Que los revolucionarios no están hechos de la misma pasta que el común de los mortales es algo que desconcierta al público burgués, tan habituado a la vida apacible, y que se comprueba con Alexander Herzen, destacado intelectual ruso del siglo XIX y pilar fundamental en la propagación de las ideas libertarias que condujeron finalmente al derrocamiento del zarismo luego de más de tres siglos de dominio autocrático.
Su apellido es una invención de su padre, Iván Yákovlev, un aristócrata terrateniente que lo engendra ilegítimamente con Luisa Haag, una alemana protestante. Desde muy niño tuvo una sólida formación por parte de tutores alemanes, franceses y rusos. Herzen culminó meritoriamente la facultad de Física y Matemática en la Universidad de Moscú, pero su compromiso político es con los Decembristas (grupo de oficiales librepensadores que se sublevan contra el zar Nicolás I en diciembre de 1825).
Con Nikolay Ogariov estudian las teorías del filósofo francés, Saint Simon, razón por la que la Policía zarista lo arresta en 1834. Herzen escribe: “Soñábamos con la idea de iniciar en Rusia una nueva unión, según el ejemplo de los decembristas, y pensábamos en la ciencia como el método para llevarla a cabo. El Gobierno se esforzó en afianzar nuestras tendencias revolucionarias”. Es declarado culpable y es exiliado en Viatka.
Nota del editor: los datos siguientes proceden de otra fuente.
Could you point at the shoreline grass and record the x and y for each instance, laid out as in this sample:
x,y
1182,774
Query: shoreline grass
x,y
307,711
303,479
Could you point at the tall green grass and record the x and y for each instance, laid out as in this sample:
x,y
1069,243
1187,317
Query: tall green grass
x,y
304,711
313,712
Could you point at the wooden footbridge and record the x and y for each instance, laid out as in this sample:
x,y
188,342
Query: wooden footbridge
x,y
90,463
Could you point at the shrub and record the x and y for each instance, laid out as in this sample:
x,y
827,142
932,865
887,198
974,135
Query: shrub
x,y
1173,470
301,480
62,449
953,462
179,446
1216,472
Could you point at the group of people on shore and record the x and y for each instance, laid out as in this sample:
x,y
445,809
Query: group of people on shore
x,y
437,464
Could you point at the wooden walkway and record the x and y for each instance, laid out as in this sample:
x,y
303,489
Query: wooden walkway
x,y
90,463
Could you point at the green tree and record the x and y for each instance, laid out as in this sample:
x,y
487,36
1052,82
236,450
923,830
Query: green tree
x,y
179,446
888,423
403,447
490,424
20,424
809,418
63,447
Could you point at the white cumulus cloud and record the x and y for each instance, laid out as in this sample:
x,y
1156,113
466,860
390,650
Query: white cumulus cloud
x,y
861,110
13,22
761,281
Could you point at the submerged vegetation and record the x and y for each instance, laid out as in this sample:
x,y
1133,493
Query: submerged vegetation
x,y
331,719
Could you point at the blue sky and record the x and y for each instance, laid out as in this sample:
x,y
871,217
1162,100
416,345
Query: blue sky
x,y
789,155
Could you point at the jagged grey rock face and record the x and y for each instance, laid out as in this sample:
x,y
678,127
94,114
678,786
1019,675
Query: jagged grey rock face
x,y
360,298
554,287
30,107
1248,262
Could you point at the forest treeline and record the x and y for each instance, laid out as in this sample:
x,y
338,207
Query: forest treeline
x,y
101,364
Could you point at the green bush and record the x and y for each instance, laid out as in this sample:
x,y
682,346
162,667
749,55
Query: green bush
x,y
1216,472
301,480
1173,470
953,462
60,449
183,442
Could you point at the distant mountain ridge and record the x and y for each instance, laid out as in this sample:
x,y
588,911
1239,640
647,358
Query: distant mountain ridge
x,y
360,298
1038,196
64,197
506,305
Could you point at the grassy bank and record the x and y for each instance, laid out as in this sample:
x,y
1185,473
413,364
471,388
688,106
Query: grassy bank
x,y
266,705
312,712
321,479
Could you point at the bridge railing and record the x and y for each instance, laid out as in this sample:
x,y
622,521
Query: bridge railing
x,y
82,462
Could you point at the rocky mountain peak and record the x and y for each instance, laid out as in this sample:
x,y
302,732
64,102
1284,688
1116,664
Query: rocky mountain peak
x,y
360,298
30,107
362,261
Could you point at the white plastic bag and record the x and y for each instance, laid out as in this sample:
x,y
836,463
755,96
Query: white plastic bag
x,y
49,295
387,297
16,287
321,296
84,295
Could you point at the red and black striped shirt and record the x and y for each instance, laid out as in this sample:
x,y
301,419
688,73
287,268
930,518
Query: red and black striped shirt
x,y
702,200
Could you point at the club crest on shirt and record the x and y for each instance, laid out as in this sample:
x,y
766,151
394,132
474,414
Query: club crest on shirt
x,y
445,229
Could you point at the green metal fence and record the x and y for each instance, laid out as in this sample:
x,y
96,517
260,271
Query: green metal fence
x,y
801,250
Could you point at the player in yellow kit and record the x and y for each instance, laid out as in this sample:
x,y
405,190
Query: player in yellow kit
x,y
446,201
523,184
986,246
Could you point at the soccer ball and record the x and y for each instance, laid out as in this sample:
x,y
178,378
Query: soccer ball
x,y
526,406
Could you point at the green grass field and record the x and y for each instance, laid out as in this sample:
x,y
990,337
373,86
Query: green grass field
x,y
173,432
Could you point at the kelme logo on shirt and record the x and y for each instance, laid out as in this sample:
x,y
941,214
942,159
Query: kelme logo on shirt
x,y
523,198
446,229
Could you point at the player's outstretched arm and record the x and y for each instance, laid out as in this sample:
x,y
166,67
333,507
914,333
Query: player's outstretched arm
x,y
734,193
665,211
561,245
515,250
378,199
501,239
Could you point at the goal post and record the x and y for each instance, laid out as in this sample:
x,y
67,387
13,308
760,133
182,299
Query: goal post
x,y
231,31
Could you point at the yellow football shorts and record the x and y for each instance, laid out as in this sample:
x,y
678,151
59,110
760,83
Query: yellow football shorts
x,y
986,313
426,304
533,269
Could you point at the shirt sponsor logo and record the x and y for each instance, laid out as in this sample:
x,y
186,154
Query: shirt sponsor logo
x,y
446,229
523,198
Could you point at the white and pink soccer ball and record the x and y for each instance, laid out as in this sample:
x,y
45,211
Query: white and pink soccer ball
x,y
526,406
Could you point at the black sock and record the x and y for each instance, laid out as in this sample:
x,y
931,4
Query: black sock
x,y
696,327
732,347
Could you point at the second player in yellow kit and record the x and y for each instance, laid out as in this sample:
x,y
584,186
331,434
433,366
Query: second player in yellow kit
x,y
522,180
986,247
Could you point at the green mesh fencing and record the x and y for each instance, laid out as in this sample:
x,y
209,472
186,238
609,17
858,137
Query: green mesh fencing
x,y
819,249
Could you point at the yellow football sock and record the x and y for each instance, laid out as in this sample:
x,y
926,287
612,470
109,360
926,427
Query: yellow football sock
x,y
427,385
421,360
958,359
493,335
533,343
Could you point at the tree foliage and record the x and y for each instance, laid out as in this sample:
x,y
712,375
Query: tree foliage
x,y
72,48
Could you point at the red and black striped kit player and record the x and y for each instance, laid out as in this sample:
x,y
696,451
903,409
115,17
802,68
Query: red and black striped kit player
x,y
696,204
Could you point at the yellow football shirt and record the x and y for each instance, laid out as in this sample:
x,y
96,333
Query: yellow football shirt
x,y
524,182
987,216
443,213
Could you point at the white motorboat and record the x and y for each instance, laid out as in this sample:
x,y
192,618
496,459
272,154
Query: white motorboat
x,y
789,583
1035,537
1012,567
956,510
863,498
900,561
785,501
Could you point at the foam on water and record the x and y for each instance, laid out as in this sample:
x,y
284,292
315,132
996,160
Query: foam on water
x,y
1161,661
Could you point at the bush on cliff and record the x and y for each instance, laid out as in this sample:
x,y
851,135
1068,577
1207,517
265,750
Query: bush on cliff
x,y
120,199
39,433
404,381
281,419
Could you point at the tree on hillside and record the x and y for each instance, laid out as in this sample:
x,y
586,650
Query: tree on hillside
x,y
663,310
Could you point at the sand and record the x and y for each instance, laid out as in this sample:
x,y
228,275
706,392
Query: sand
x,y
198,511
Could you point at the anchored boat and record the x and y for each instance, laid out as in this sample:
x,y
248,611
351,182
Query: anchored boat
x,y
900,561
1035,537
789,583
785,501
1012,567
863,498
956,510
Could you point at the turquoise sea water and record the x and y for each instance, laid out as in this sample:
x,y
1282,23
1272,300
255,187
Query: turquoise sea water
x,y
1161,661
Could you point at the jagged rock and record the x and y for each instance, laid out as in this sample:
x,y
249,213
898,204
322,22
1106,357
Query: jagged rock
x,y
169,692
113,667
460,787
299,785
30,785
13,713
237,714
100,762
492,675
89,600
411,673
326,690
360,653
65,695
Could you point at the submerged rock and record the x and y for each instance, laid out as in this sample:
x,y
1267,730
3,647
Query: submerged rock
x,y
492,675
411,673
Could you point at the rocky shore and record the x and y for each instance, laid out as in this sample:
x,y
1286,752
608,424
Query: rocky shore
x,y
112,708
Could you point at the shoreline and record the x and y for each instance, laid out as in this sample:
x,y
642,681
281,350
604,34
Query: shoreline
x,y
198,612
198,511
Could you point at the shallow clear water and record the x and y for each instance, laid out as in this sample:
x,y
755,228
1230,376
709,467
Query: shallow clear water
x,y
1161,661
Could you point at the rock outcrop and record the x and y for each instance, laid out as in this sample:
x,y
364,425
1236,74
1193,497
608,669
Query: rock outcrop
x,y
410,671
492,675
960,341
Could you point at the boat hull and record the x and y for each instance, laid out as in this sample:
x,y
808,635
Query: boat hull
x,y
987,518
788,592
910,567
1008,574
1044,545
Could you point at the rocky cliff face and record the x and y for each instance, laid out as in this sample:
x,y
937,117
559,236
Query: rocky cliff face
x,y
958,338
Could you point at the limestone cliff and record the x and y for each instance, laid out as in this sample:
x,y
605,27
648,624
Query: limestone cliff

En el exilio toma contacto con la dura realidad rusa y sus arcaicas estructuras, basadas en la arbitrariedad de una burocracia que obtiene del soborno el sostén de su vida parasitaria. Bajo el influjo del filósofo alemán Feuerbach se vuelve un hegeliano de izquierda e incluso concluye que la dialéctica es “el álgebra de la revolución”.
Al morir su padre hereda todas sus posesiones y se marcha de Rusia para combatir desde el exilio el zarismo, la autocracia y la servidumbre, según Herzen, los males que carcomen a su patria, al mismo tiempo que busca implantar la libertad y la igualdad entre los hombres. Pero la democracia de Occidente lo vuelve un revolucionario radical, pues le asquea la vida burguesa y ve al burgués como un ser mezquino y miserable.
Vive en la capital francesa la sacudida revolucionaria de 1848, en la que participa junto con Garibaldi y Víctor Hugo; escribe entonces: “Despotismo o socialismo: no hay otra elección...” y a su hijo le predica: “No construimos; destruimos. No proclamamos una nueva verdad; abolimos una vieja mentira. La única religión que te dejo es la religión revolucionaria de la transformación social”.